In a significant policy announcement, Amitabh Kant, G20 Giant, confirmed that the Indian government will continue to impose a 5% tax on electric vehicles (EVs) and a 48% tax on hybrid vehicles for an extended period12. This decision underscores the government’s commitment to promoting electric mobility and reducing carbon emissions.
Speaking at the Mercedes-Benz Sustainability Dialogue, Amitabh Kant emphasized the importance of electric vehicles in India’s strategy to achieve carbon neutrality by 2070. “Our policy framework is designed to push for more electrification in mobility through all available policy levers, including Corporate Average Fuel Efficiency (CAFE) norms,” he stated1.

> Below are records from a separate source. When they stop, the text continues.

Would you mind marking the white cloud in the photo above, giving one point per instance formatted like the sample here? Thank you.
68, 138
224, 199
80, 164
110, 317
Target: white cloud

The government also announced the introduction of the FAME-III (Faster Adoption and Manufacturing of Electric Vehicles) scheme, aimed at sustaining the transition to electric vehicles and expanding the charging infrastructure nationwide1. This scheme follows the successful implementation of FAME-II, which supported the deployment of thousands of electric buses, three-wheelers, passenger cars, and two-wheelers1.
In addition to maintaining the tax differential, the government plans to invite bids for 60,000 electric buses, with the next tender for 10,000 buses followed by another for 50,000 buses1. This large-scale procurement is expected to significantly reduce prices, similar to the success achieved with the procurement of LED bulbs1.
Despite the push for electric vehicles, major car manufacturers like Maruti Suzuki India and Toyota Kirloskar Motor have been advocating for lower taxes on hybrid cars2. However, the government remains firm on its stance, aiming to drive the adoption of electric vehicles and support battery manufacturing in India2.
As India continues to develop its electric vehicle ecosystem, the government’s policies are set to play a crucial role in shaping the future of mobility in the country.